Countdowns, teams of judges with stop watches, and pre-performance massages seemed to have little to do with coffee culture. That was until this weekend and experiencing ESPN-style competition of the Western Regional Barista Competition in Berkeley. I lived to tell despite the excessiveness of slamming three coffees while watching some of the 35 baristas from coffee roasters around California compete for “Most Promising Newcomer” and “Best Signature Drink,” among others. Quite a strange spectacle.
Between lectures on caring for espresso makers and roasting a great blend, baristas were each given 15 minutes to prepare three drinks for a panel of judges. What helps you win: presenting a confident schpeal, delivering on your promise of fruit nodes and who knows what other flavors, selecting a quality milk (local creamery Straus produces a coffee-specific milk, for example), latte art, and, of course, cleaning up after yourself. I expected the crowd to be hipster-filled, and while there were two judges with matching plaid secondhand shirts, the event also drew plenty of families and business owners. I was glad to see some of the Ritual Roasters crew sweep the prizes while being left wondering whether this was ridiculous, intriguing, or the signal of an impending urban trend.
You say “Image Bookmarking.” I say “Yes please.”Excited to come across FFFFound!’s combination of photos, illustrations, and creative inspiration. It seems like a less product-focused version of NOTCOT and receives a constant stream of Flickr, Etsy, and industry images. Not addictive at all.
I was intrigued by a notice about the upcoming Pranks Film Festival at the Roxy in early April (followed by the beloved SF Women’s Film Festival on April 9-13). The month seems apt for a celebration of tricks, and, with $10 all day passes, it might be worth a gander. Local publisher RE/Search is putting the word out about the screenings, which include “St. Stupid’s Day Parade” and “Culture Jam: Hijacking Commercial Culture.” Although I think I’ll pass on Jihad Jerry’s “Army Girls Gone Wild” on moral grounds and “Truth in Advertising” as it hits a bit too close to home. On second thought, the whole thing may be a joke–the festival site leads nowhere.
The “directory of wonderful things” known as BoingBoing drew my attention to a series of colorful diagrams that illustrate the difference between the amount of coverage news outlets play to countries around the world in comparison to their size. Britain looks a bit bloated in The Economist diagram above, but it also provides a good visual for understanding how good the weekly is at covering topics of note around the globe (sorry, Greenland). You can see also how Slate and the New York Times’ international coverage maps out at L’Observatoire de Medias, where the representation of “The Blogosphere” seems a bit disjointed when it comes to featuring Asian stories.

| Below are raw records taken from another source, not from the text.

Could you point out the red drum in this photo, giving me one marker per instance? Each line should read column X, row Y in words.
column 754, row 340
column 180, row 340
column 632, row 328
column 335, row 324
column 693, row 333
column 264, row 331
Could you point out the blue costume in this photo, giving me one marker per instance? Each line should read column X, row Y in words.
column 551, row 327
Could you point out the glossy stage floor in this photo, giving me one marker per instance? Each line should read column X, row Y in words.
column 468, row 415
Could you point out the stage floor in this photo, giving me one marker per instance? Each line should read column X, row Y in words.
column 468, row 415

Former Bay Area inventor and artist Jon Brumit has generated attention plenty of attention for his work in organizing the annual Bring Your Own Big Wheel Race. Lombard Street, widely considered to be the city’s curviest, was formerly home to the helmet-and-costume drawing race until it switched to Vermont Street in Potrero Hill last Sunday. I’m sorry I was away for the festivities but enjoyed video from moniker monet1006 on everyone’s go-to video search engine:
It’s hard to imagine upstaging your own work in planning a non-traditional city-wide event that draws hoards of traditional media attention, but Brumit’s collaboration with Neighborhood Public Radio is threatening to. The independent station works to provide “an alternative media platform for artists, activists, musicians, and community members.” Its’ Alternate Soundtracks City Tours provide artist-led audio tours of the Mission that are worth a listen. The effort also recently got a nod from their namesake when National Public Radio discussed the project in their coverage of the Whitney Biennial.

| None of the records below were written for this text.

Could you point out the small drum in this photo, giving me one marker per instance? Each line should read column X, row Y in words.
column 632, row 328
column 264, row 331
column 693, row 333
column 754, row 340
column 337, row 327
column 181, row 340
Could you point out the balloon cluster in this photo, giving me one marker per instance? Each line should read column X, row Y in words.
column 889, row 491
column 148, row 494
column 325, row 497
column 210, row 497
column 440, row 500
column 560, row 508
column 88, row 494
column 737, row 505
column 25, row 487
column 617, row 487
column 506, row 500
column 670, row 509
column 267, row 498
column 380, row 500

Lately it’s been challenging to limit my intake of Take-Away Shows from the French site La Blogotheque with its intimate music videos directed by Vincent Moon. As for locations for shooting good looking, great sounding musicians in their 20s and 30s, the back of vans and freight elevators make for an interesting change of pace. It features the likes of Okkervil River, Beirut, and Vampire Weekend (who grace the cover of SPIN this month–if the glossy weren’t so condescendingly hip I may have picked up a copy at the airport this morning).
So says comedian and interactive guru Eugene Merman about Twitter, the easily updatable method for letting friends or, you know, the entire World Wide Web, know what you’re up to. Some say the service makes it too simple for people to share the unmonumentous moments of their everyday lives, but that’s just because they’re grouchy and don’t care that you’re currently flossing.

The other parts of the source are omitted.